70 days, indeterminate — 'Pruden's Purple' is an old family heirloom with a clouded history. It is a potato leaf variety that yields delicious, large, twelve to sixteen ounce fruit with dark pink skin and crimson flesh. The flavor is nice and balanced between sweet and tart.
The first mention of it that we can find is in a "want listing" in the 1980 Seed Savers Exchange Yearbook. For several years it was being sought and then in 1984, it started being traded among seed savers. Synonyms include spelling an punctuation variations - "Pruden Purple," "Prudens Purple," and "Prudence Purple" - as well as the names "Potato Top" and "Peruvian Black."
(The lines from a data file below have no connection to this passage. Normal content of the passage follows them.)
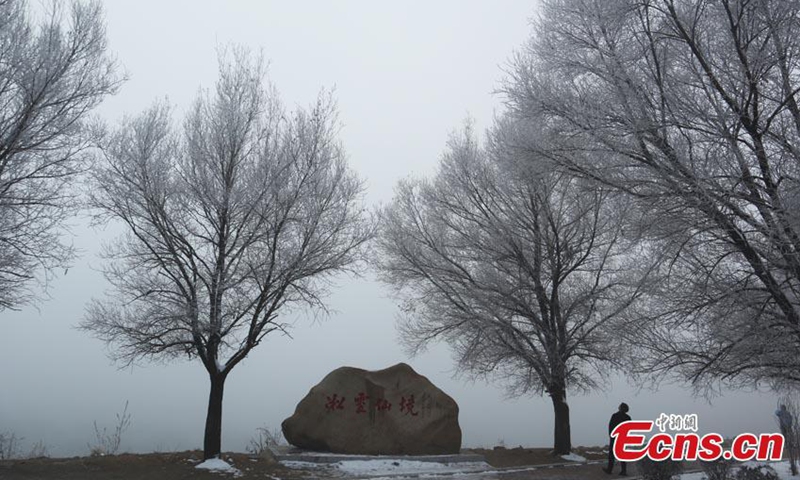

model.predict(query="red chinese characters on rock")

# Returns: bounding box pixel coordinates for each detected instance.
[323,393,414,416]
[354,392,369,413]
[400,395,419,416]
[325,394,345,412]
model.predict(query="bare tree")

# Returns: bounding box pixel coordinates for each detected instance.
[776,394,799,475]
[81,50,374,460]
[502,0,800,391]
[0,0,119,310]
[377,119,651,454]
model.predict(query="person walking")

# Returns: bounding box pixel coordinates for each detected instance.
[603,403,631,476]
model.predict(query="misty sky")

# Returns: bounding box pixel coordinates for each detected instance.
[0,0,781,457]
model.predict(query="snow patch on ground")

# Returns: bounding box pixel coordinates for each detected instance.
[195,458,242,476]
[335,459,491,476]
[679,472,706,480]
[282,460,326,469]
[561,453,587,462]
[282,458,492,477]
[679,461,794,480]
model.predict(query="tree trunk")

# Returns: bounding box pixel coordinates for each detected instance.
[203,373,227,460]
[550,387,571,455]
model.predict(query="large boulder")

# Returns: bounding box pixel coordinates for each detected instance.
[281,363,461,455]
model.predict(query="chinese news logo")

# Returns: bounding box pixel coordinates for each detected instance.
[611,413,784,462]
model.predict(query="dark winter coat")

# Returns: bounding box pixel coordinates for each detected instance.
[609,411,631,435]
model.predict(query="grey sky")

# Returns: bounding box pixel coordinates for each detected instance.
[0,0,780,457]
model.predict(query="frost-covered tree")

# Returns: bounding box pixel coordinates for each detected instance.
[0,0,119,310]
[378,119,651,454]
[81,50,374,459]
[503,0,800,391]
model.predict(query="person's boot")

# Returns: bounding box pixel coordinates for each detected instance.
[619,470,628,476]
[602,467,612,474]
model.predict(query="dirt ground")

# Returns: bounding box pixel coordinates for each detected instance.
[0,451,311,480]
[468,445,609,467]
[0,446,633,480]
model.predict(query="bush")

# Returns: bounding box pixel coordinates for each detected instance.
[0,432,49,460]
[638,457,684,480]
[246,426,285,455]
[700,457,735,480]
[735,465,779,480]
[88,401,131,456]
[0,432,21,460]
[26,440,48,459]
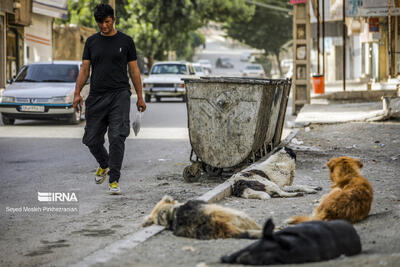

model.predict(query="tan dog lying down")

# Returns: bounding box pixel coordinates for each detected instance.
[231,147,322,200]
[286,156,373,224]
[142,196,262,239]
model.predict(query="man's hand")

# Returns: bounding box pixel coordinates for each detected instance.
[137,97,146,112]
[128,60,146,112]
[73,94,83,111]
[73,60,90,111]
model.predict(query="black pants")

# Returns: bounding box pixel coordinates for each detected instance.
[82,89,131,183]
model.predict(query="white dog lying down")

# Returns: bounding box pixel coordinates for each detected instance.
[231,147,322,200]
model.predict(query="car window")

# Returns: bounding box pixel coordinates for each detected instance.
[194,66,202,72]
[151,64,187,75]
[14,64,79,82]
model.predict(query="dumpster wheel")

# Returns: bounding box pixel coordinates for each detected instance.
[202,163,223,176]
[183,162,202,183]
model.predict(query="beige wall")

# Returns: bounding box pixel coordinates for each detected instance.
[53,25,96,61]
[24,13,52,64]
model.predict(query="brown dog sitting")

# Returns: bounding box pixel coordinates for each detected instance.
[286,156,373,224]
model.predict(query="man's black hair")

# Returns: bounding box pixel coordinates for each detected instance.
[94,4,114,23]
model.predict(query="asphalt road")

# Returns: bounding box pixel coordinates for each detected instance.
[0,98,202,266]
[0,26,295,266]
[0,89,295,266]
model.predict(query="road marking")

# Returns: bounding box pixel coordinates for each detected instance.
[0,127,188,139]
[70,225,165,267]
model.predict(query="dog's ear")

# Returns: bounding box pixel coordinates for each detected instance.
[326,158,337,171]
[161,195,174,203]
[355,158,363,169]
[262,219,275,240]
[142,215,154,227]
[284,147,296,161]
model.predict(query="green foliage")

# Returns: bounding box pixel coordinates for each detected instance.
[55,0,104,27]
[175,31,206,61]
[55,0,129,28]
[224,0,292,75]
[58,0,256,67]
[119,0,253,63]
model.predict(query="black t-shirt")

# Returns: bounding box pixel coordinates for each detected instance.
[82,31,137,95]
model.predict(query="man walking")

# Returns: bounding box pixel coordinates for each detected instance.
[73,3,146,195]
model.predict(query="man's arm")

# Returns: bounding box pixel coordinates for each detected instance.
[73,60,91,111]
[128,60,146,112]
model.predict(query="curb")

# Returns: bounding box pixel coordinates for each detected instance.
[69,225,165,267]
[71,129,299,266]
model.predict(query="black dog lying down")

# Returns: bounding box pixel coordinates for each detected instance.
[221,219,361,265]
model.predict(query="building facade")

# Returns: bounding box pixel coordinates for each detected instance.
[310,0,399,84]
[0,0,68,91]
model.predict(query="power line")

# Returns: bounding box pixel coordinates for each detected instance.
[245,0,292,13]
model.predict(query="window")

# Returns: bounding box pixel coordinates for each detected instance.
[14,64,79,83]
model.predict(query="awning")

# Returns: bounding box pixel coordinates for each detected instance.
[32,0,68,19]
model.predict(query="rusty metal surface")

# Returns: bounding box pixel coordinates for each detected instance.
[185,78,291,168]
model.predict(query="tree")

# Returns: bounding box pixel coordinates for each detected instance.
[59,0,255,68]
[120,0,254,67]
[224,0,292,76]
[57,0,130,28]
[175,31,206,61]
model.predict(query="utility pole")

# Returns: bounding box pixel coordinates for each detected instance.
[342,0,346,91]
[388,0,392,79]
[317,0,320,74]
[322,0,325,76]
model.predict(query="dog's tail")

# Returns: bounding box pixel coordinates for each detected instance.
[285,215,312,224]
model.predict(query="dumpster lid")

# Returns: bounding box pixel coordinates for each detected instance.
[183,77,291,85]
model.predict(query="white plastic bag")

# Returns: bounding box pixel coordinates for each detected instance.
[132,111,143,136]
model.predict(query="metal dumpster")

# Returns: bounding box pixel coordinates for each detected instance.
[182,77,291,182]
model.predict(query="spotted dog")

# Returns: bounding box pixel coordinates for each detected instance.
[231,147,322,200]
[142,195,262,239]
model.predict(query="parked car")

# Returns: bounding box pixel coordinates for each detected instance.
[241,64,266,78]
[142,61,197,102]
[192,63,208,77]
[0,61,89,125]
[197,59,212,73]
[216,57,234,68]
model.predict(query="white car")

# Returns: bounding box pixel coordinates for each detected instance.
[241,64,266,78]
[0,61,89,125]
[142,61,197,102]
[196,59,212,73]
[192,63,208,77]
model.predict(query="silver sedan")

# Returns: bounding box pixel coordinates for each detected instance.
[0,61,89,125]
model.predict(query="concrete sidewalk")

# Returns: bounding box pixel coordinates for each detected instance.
[77,121,400,267]
[295,101,386,125]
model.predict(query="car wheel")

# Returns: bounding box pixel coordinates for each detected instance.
[155,96,161,102]
[2,115,15,125]
[69,107,81,124]
[145,94,151,103]
[182,95,187,102]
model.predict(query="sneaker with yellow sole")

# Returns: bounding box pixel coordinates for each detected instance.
[95,167,109,184]
[109,181,122,195]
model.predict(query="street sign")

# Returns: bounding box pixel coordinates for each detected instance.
[290,0,307,5]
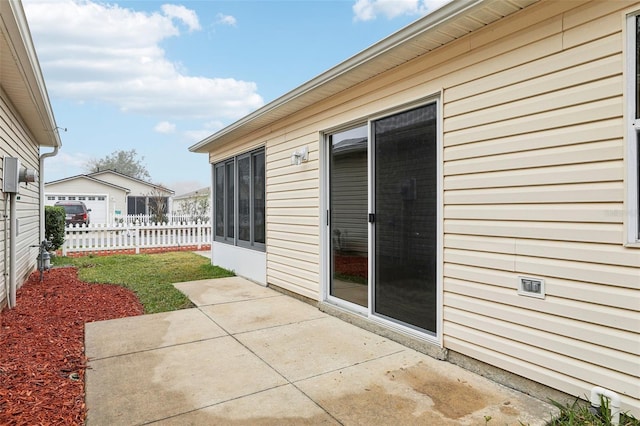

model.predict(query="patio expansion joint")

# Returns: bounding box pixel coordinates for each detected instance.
[289,348,408,385]
[192,293,286,308]
[86,334,230,362]
[280,349,409,426]
[189,314,347,425]
[137,384,318,426]
[229,315,330,337]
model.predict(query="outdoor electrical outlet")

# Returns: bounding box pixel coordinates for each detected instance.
[517,276,545,299]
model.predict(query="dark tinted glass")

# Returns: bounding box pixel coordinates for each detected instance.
[238,156,250,241]
[226,162,234,238]
[374,104,437,333]
[253,151,265,244]
[215,165,224,237]
[637,16,640,119]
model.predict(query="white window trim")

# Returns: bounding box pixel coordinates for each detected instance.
[626,12,640,245]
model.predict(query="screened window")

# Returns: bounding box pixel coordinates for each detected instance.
[627,13,640,243]
[128,196,147,215]
[214,159,235,241]
[127,196,168,216]
[215,164,225,238]
[213,148,265,250]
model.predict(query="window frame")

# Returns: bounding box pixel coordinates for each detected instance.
[626,12,640,245]
[213,147,266,251]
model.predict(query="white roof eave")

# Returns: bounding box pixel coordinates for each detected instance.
[0,0,61,148]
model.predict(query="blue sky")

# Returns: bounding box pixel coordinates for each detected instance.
[23,0,449,194]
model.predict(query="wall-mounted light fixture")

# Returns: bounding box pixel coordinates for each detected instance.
[290,146,309,166]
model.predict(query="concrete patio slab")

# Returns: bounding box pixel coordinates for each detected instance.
[154,385,340,425]
[235,316,406,382]
[86,336,287,425]
[296,349,554,425]
[85,274,558,425]
[199,294,325,334]
[174,276,278,306]
[85,308,226,359]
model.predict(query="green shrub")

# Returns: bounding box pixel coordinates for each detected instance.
[45,205,65,250]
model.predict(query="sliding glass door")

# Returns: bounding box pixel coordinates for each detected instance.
[326,102,438,335]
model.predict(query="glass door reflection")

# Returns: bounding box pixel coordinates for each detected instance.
[329,125,368,307]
According to various SSE descriptions, its development is attributed to an "old woman in Eastern Kentucky" by the name of Mrs. Pruden. The early "want listings" describe a fruit that can be huge (up to five pounds each), and of a deep purple, almost black color. However, all instances of what has been offered to date are potato leaf, pink fruits which. In nineteenth century tomato terminology, "purple" always referred to what we now call pink.
Outside of private exchanges among seed savers beginning in the mid-1980s, 'Pruden's Purple' does not seem to have appeared in the commercial seed trade until the late-1990s. Each packet contains approximately 20 seeds.